Based on the AIC values, the best suggested ARIMA is ARIMA(4,0,0) or ARIMA(3,0,2)

Also using auto.arima to get the ARIMA values.

model1 <- auto.arima(Store_log_1d$Sale_log_1d,stationary=FALSE,allowdrift=FALSE, seasonal=FALSE,stepwise=FALSE,approximation=FALSE)

Plotting the residuals for model 1 to see whether they are white noise.

## 
##  Ljung-Box test
## 
## data:  Residuals from ARIMA(3,0,2) with zero mean
## Q* = 2.0442, df = 5, p-value = 0.843
## 
## Model df: 5.   Total lags used: 10

The Auto-Arima also suggests using 3,0,2.

# Checking residuals for 4,0,0
model2 <- arima(Store_log_1d$Sale_log_1d,order=c(4,0,0))

Plotting the residuals for model 1 to see whether they are white noise.

## 
##  Ljung-Box test
## 
## data:  Residuals from ARIMA(4,0,0) with non-zero mean
## Q* = 5.1099, df = 5, p-value = 0.4026
## 
## Model df: 5.   Total lags used: 10

Analysing the Residuals using the Ljung-Box test, clearly the ARIMA(3,0,2) model shows better characteristics of almost no autocorrelation.
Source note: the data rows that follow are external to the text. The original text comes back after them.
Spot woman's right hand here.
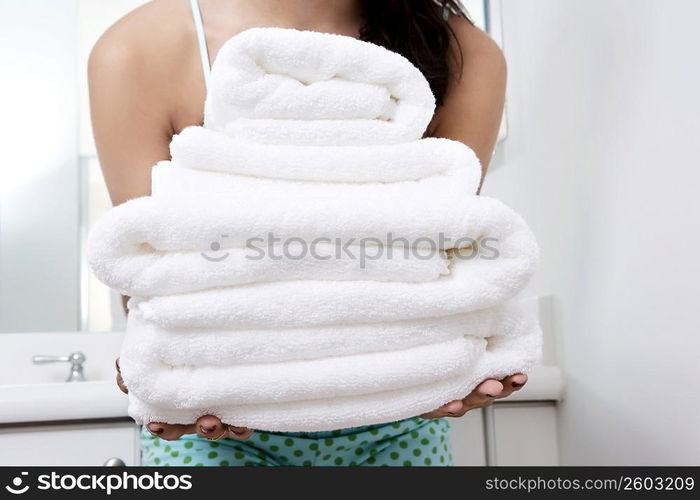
[116,358,253,441]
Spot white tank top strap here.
[190,0,211,89]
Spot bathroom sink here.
[0,332,127,424]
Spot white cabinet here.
[0,422,140,466]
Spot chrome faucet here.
[32,351,85,382]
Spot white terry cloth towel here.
[122,303,534,370]
[129,247,533,329]
[204,28,435,145]
[88,191,537,300]
[170,127,481,184]
[127,302,542,432]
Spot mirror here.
[0,0,505,332]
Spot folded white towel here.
[120,330,478,408]
[88,190,537,296]
[204,28,435,145]
[135,244,535,329]
[122,303,533,368]
[170,127,481,185]
[124,302,542,432]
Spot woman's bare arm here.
[422,18,527,418]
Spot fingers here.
[114,358,129,394]
[228,425,253,441]
[146,422,196,441]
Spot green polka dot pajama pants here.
[141,417,452,467]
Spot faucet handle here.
[32,351,85,382]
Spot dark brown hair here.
[360,0,468,106]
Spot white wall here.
[484,0,700,465]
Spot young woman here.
[89,0,527,466]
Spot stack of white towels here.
[89,28,541,431]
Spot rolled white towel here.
[205,28,435,145]
[170,127,481,185]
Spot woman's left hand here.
[421,373,527,418]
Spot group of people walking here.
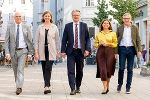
[5,10,141,95]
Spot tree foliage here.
[109,0,141,24]
[92,0,109,27]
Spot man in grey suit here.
[5,12,33,95]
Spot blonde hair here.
[99,19,113,32]
[41,11,53,23]
[71,9,80,14]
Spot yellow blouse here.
[95,30,118,48]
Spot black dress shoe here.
[44,90,51,94]
[16,88,22,95]
[76,88,81,93]
[70,90,76,95]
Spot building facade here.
[0,0,33,46]
[56,0,98,37]
[135,0,150,62]
[33,0,57,40]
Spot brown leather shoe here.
[16,88,22,95]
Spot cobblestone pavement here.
[0,63,150,100]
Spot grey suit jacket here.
[35,24,60,60]
[5,23,34,57]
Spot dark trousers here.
[118,46,136,88]
[67,49,84,90]
[41,47,54,87]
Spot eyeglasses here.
[123,18,130,20]
[72,15,80,17]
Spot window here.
[9,13,13,21]
[86,0,94,6]
[9,0,13,4]
[41,0,44,12]
[21,0,25,4]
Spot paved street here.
[0,63,150,100]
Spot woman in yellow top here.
[95,19,117,94]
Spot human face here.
[14,13,22,24]
[123,15,131,26]
[44,13,51,22]
[72,11,80,23]
[102,20,110,29]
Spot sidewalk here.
[0,63,150,100]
# ACF and PACF Plots for the Residuals.
best_model <- model1
par(mfrow=c(1,2))
resid = best_model$residuals
acf(resid,lag.max=10)
pacf(resid,lag.max=10)

The ACF and PACF Plots of the Residuals, do not show any correlation, and are also showing characteristics of a white noise.

Conducting the Box-Ljung Test to verify that there is no autocorrelation.

Ljung-Box test

Lag = 1

Box.test(resid,type='Ljung-Box',lag=1)
## 
##  Box-Ljung test
## 
## data:  resid
## X-squared = 0.0039211, df = 1, p-value = 0.9501

Lag = 5

## 
##  Box-Ljung test
## 
## data:  resid
## X-squared = 0.97357, df = 5, p-value = 0.9647

Lag = 10

## 
##  Box-Ljung test
## 
## data:  resid
## X-squared = 2.0442, df = 10, p-value = 0.996

Lag = 20

## 
##  Box-Ljung test
## 
## data:  resid
## X-squared = 9.7661, df = 20, p-value = 0.9722

Plotting the Prediction to the Actual Sales Data.

# Adding Residuals to the Sales data, to find the Predictions
pred = resid+Store_log_1d$Sale_log_1d

ggplot()+
  geom_line(aes(Store_log_1d$Date,Store_log_1d$Sale_log_1d))+
  geom_line(aes(Store_log_1d$Date,pred),color='brown',alpha=0.6)+
  xlab("Weeks")+
  ylab("Weekly Sales (Log Transformed)") +
  theme_minimal() 

# The in-sample RMSE of the model based on the residuals.
RMSE = sqrt(mean((expm1(pred) - expm1(Store_log_1d$Sale_log_1d))^2,na.rm=T))
RMSE
## [1] 0.08233186

Forecast for 5 Time-Periods.

best_model %>%
  forecast(h=5) %>% 
  autoplot()

As the Forecast for 5 Time-Periods is pretty small, Forecasting for 20 time-periods, as in 20 weeks ahead.

Forecast for 20 Time-Periods.

The forecast here does go along with the actual data, like always, the pattern is pretty consistent, although we see the forecast, doesn’t account for the seasonality that well. And it starts diminishing towards Sales Log of 0.